Field of the Invention
Embodiments of the present invention include a system and method for integrating distributed energy resources (DERs) on a power grid distribution feeder. Specifically, one embodiment of the present invention includes a system and method to control a plurality of thermostatically controlled loads (TCLs) that collectively perform a useful function in connection with a power grid distribution feeder.
Description of the Related Art
Renewable resources are becoming more and more available and affordable due to the development of technology and the enactment of government policies. Renewables and specifically photovoltaics (PV) are playing an ever increasing role in the resource mix for utilities across the nation. Many of these resources pose new integration challenges compared to traditional power generation.
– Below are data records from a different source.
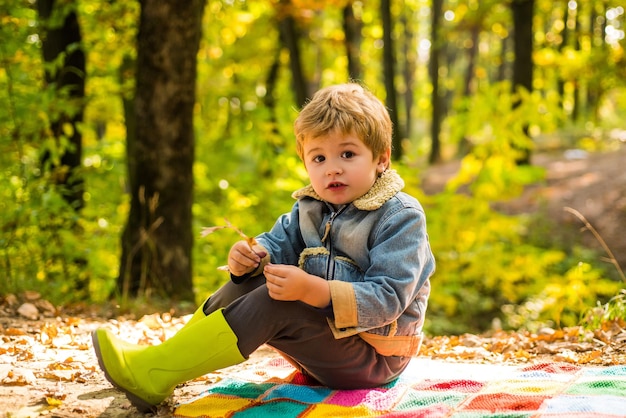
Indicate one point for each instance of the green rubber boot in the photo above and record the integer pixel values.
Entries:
(149, 374)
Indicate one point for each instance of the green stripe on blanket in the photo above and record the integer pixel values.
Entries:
(428, 388)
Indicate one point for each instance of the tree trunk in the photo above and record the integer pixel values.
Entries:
(408, 71)
(389, 74)
(352, 30)
(433, 69)
(523, 11)
(289, 38)
(68, 77)
(157, 241)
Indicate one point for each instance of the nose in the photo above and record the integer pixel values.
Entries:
(334, 170)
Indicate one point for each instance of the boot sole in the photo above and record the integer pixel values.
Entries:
(135, 400)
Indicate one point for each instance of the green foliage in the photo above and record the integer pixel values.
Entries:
(612, 311)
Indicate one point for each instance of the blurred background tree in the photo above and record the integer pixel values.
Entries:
(186, 119)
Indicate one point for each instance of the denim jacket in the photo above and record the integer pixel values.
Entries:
(375, 254)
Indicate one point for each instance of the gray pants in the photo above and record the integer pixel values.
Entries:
(301, 334)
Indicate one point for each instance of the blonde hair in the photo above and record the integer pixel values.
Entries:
(345, 108)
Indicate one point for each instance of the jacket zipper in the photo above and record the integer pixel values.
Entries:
(330, 265)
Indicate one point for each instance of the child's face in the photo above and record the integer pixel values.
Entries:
(341, 167)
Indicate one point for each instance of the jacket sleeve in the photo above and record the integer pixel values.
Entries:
(401, 263)
(284, 241)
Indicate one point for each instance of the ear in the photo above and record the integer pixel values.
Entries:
(384, 160)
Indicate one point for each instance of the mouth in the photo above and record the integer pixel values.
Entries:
(335, 185)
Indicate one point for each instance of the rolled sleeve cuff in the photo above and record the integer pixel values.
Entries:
(344, 304)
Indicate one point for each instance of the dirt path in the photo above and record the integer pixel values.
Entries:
(593, 184)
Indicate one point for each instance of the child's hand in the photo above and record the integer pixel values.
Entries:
(289, 283)
(242, 259)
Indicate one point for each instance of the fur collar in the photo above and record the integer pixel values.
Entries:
(386, 186)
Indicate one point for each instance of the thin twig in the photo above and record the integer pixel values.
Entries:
(595, 233)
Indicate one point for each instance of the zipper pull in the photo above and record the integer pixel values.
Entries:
(327, 229)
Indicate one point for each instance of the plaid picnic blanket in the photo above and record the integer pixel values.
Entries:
(428, 388)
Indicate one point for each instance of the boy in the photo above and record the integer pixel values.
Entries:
(339, 286)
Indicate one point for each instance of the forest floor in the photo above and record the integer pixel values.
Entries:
(47, 365)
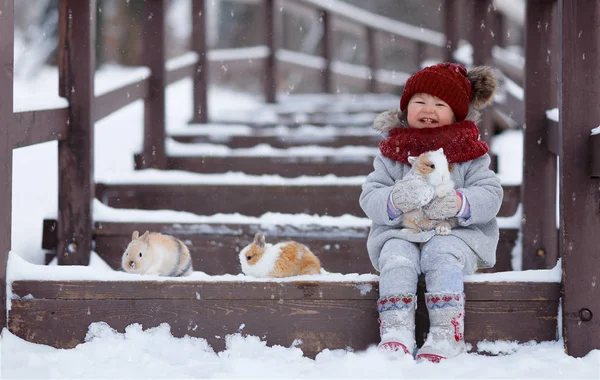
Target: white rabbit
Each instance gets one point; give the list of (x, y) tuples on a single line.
[(260, 259)]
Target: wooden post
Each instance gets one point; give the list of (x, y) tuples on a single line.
[(451, 26), (6, 114), (373, 58), (326, 52), (201, 74), (579, 81), (481, 40), (153, 155), (540, 235), (499, 35), (270, 67), (420, 54), (76, 154)]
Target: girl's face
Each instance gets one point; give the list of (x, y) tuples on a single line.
[(428, 111)]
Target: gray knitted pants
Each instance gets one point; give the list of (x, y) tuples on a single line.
[(444, 260)]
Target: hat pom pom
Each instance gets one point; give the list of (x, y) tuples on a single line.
[(484, 84)]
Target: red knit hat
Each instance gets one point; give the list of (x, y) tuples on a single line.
[(447, 81)]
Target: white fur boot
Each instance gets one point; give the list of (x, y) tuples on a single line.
[(446, 327), (397, 324)]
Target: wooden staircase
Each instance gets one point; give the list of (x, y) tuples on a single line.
[(321, 313)]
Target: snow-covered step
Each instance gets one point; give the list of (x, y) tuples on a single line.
[(263, 159), (215, 246), (244, 136), (56, 305), (207, 194)]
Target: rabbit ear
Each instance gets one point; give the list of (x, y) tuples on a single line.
[(259, 240)]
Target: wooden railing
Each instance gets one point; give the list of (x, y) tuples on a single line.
[(578, 80)]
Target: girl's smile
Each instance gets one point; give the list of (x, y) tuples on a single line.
[(427, 111)]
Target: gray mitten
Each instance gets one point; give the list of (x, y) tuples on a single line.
[(442, 208), (411, 193)]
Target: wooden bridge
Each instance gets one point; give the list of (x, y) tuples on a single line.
[(561, 60)]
Electric utilities are required to deliver reliable power to customers and must operate utility grids within strict limits, including power and voltage limits. As renewable energy becomes a larger player amongst the resources supplying energy to these utility grids, issues begin arising due to the intermittent nature of the renewable resources.
The increasing penetration rate of renewable resources into utility grids is prompting the development of new methods and approaches for improving power generation as well as managing demand (to the extent possible) in distribution feeders. The balance between the load and the generation will soon no longer be met with only dispatchable power generation, but will also be met with loads in a controllable fashion as well.
TCLs have been addressed as amongst the greatest potential for demand-side participation in the future electricity market. Based on the energy capacity of TCLs, end-users can participate in the load management in a non-disruptive fashion. This is also true in cases of vast power curtailment necessity for maintaining power grid stability.
Cooling loads in the US, moreover, represent more than 13% of the total energy consumption in commercial buildings during normal conditions, and can exceed this average during hot summer days. More specifically, this consumption can reach about 20% during peak demand periods, which consequently affects distribution and transmission infrastructures. Heating, ventilating and air-conditioning (HVAC) systems are the largest single contributor to the peak demand, and as an important instance of TCLs, play a significant role in the future of demand-side participation in the energy market. There is thus a need to develop a method of using TCLs in a load management problem.